3-Computer Science-Systems-Computer Vision-Algorithms-Regression

regression algorithms

Factors, properties, or structures can correlate with response values {regression algorithms}.

regression

Regression analysis finds property and structure relationships. Multiple linear regression measures linear-component dependence on properties and finds descriptor coefficients. Non-linear regression is a parametric method that finds descriptor coefficients. Ridge regression is another regression method.

correlation

Factors can correlate, with correlation coefficients. Variance-covariance matrices {correlation matrix, vision} are complete, symmetric, square matrices that use property values and structure values, which can scale to normalize data. Partial least-squares can simplify variance-covariance matrix {matrix diagonalization, vision} {matrix bidiagonalization method, regression}.

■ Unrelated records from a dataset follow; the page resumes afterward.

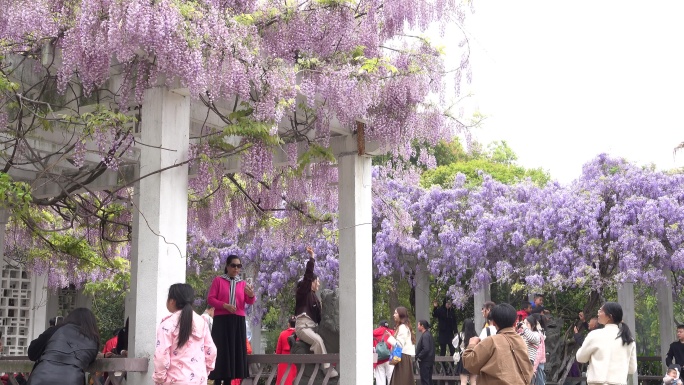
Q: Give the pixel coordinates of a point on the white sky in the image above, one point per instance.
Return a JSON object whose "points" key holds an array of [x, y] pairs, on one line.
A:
{"points": [[562, 81]]}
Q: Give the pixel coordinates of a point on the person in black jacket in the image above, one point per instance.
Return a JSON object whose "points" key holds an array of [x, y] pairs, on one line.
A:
{"points": [[65, 351], [425, 353], [308, 310], [676, 350], [446, 325]]}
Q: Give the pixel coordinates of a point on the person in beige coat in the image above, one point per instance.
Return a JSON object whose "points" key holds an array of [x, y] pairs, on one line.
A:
{"points": [[611, 351], [502, 358]]}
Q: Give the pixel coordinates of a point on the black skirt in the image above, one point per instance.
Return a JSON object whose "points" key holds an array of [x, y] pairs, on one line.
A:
{"points": [[230, 336], [460, 369], [403, 372]]}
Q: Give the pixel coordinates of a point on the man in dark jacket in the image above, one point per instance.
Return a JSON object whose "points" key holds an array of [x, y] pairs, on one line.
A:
{"points": [[446, 325], [425, 353]]}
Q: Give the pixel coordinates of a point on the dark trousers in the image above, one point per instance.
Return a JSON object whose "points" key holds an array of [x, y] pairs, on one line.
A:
{"points": [[426, 372], [442, 349]]}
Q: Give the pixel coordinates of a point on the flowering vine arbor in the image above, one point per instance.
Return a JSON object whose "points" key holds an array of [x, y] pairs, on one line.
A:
{"points": [[107, 107]]}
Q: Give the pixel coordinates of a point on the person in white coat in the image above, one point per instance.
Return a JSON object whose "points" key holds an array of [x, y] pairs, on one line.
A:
{"points": [[404, 337], [611, 351]]}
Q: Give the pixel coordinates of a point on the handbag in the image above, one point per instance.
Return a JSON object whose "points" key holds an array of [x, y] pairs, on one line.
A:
{"points": [[395, 357], [457, 344], [382, 350]]}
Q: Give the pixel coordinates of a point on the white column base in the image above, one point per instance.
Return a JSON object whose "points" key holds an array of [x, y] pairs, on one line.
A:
{"points": [[356, 269], [160, 220]]}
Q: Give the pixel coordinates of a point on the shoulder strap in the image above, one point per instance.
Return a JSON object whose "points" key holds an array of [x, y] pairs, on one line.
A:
{"points": [[515, 356]]}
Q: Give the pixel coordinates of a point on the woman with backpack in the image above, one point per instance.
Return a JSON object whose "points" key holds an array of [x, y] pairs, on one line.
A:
{"points": [[382, 370], [185, 352], [532, 332]]}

Spearman rank correlation coefficient can measure molecular similarity.

least-squares

Ordinary least-squares {classical least-squares, vision} {least-squares regression, vision} {linear least-squares regression, vision} {multiple least-squares regression, vision} {multivariate least-squares regression, vision} can find descriptor coefficients by minimizing distances between values and regression line. Inverse least-squares inverts fitting method.

adaptive least-squares

Adaptive least-squares modifies ordinary least-squares by weighting or classes.

adaptive least-squares: fuzzy

Features can be in different classes with different weights.

partial least-squares

PLS uses least-squares to find independent variables and dependencies among variables. PLS maximizes latent-variable and observable covariation. PLS diagonalizes variance-covariance matrix. Multi-block PLS uses groups. Kernel algorithm is about covariation.

partial least-squares: Comparative Molecular Field Analysis

Partial least-squares methods (CoMFA) can analyze grids around sites and find grid-point interactions, to make sampled-point descriptors.

partial least-squares: Generating Optimal Linear PLS Estimations

GOLPE uses PLS and D-optimal design to select variables and then cross-validates.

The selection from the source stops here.